Застывшие черты его лица смягчаются, и он облизывает губы.
— Твоя рука на мне была невероятной.
— Тогда почему ты сказал мне остановиться?
— Потому что, если бы ты продолжила делать то, что делала, я бы кончил прямо в трусы. Что-то, чего я не делал с тех пор, как мне исполнилось тринадцать лет, когда я украл каталог купальников у своей матери.
Не могу сдержать смех, который вырывается из меня, слыша, как он шутит, когда я так уязвима. Он улыбается, скорее всего, удовлетворённый результатом своей истории.
— Перед тем, как ты сделаешь со мной то, что заставит меня запереть тебя в этой комнате, чтобы я мог исследовать тебя целыми днями, чтобы мог попробовать каждую частичку тебя, чтобы мог заниматься с тобой любовью столько раз, что мы потеряем сознание от истощения, я должен показать тебе, насколько это может быть хорошо. Когда ты прикоснёшься ко мне… я просто боюсь, что не смогу себя контролировать.
От моего нервного выражения лица он отступает.

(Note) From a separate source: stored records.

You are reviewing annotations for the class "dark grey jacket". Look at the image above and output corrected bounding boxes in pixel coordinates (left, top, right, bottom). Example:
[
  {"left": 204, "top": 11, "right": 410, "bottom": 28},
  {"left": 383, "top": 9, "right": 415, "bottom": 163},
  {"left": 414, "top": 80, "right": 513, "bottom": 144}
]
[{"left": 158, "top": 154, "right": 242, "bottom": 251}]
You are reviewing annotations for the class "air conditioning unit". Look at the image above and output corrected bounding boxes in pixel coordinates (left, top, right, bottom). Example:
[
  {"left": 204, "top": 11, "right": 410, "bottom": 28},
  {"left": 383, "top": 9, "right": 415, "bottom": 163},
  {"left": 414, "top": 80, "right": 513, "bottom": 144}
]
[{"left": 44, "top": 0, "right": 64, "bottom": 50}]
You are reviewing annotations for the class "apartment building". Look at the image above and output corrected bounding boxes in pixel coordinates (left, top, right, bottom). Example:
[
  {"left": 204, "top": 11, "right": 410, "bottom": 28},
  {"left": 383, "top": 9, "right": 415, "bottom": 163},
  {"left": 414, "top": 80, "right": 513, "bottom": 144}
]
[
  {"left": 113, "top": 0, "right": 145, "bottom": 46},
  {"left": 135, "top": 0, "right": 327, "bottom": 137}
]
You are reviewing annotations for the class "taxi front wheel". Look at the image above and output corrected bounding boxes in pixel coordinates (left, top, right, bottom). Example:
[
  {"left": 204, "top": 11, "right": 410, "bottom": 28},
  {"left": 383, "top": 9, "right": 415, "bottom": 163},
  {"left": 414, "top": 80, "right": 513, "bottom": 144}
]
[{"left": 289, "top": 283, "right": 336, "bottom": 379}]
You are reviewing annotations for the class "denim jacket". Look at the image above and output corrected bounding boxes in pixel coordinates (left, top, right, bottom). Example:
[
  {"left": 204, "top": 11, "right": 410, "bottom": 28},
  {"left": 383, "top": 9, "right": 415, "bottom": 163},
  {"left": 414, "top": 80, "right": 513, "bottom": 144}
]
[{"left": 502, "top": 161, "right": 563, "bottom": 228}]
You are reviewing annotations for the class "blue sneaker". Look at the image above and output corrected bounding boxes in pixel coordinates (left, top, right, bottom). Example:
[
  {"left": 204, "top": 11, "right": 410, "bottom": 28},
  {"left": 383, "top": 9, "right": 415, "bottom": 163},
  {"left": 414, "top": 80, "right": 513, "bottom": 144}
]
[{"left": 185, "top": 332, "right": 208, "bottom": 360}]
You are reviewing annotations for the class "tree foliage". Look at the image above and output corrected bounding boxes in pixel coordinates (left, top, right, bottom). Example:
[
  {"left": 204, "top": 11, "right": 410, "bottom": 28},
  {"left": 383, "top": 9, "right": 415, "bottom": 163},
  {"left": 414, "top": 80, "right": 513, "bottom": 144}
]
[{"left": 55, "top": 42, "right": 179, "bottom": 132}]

— Нет. Нет, я бы никогда, бл*дь, никогда не причинил тебе вреда. Но я не хочу заходить слишком далеко, когда ты не готова. И чтобы я понял, когда ты будешь готова, я должен узнать твоё тело, — он трёт большим пальцем по моей губе, скользит между моими грудями и кружит вокруг одного из моих сосков. — Мне нужно знать, какие звуки ты издаешь, когда кончаешь. Мне необходимо убедиться, что когда мы вместе, ты чувствуешь себя в безопасности, чтобы отпустить себя.
Мне едва удается сглотнуть.
— С тобой я чувствую себя в безопасности. Это одна из причин, почему я вернулся сюда.
— Да? — он наблюдает за своими руками, когда они исследуют мою рубашку. Даже через материал я чувствую, как его грубые пальцы скользят по моим затвердевшим соскам. Дрожь проходит сквозь меня. — Каковы другие причины?
— Мышь, — поддразниваю я.
— Хм… — его губы вздрагивают. — Что-нибудь ещё?
— Нет.
— Нет?
Я жду, пока его взгляд вернётся ко мне.
— Я скучала по тебе.
— Я тоже скучал по тебе, детка.
Я не могу больше продолжать подшучивать, потому что он перекатывает сосок между своими пальцами, и я стону от разочарования. Я даже немного отступаю, дабы добиться небольшого трения между ногами, чтобы облегчить боль.
— Ты хочешь, чтобы я остановился? Что случилось? — спрашивает Смит с беспокойством. Он убирает руки, что ещё больше расстраивает меня.
«Ах, я зарабатываю на жизнь словами, но не могу сказать ему, чего хочу. Почему я такая?»
— Ничего, — лгу я.
«Как сказать, что я так возбуждена, что едва могу дышать?»
— Мне нравится это.
— Что?
— Я бы не хотел, чтобы прямо сейчас ты перестала дышать на мне, — он ухмыляется, затем его глаза тускнеют от желания. — Ляг на спину.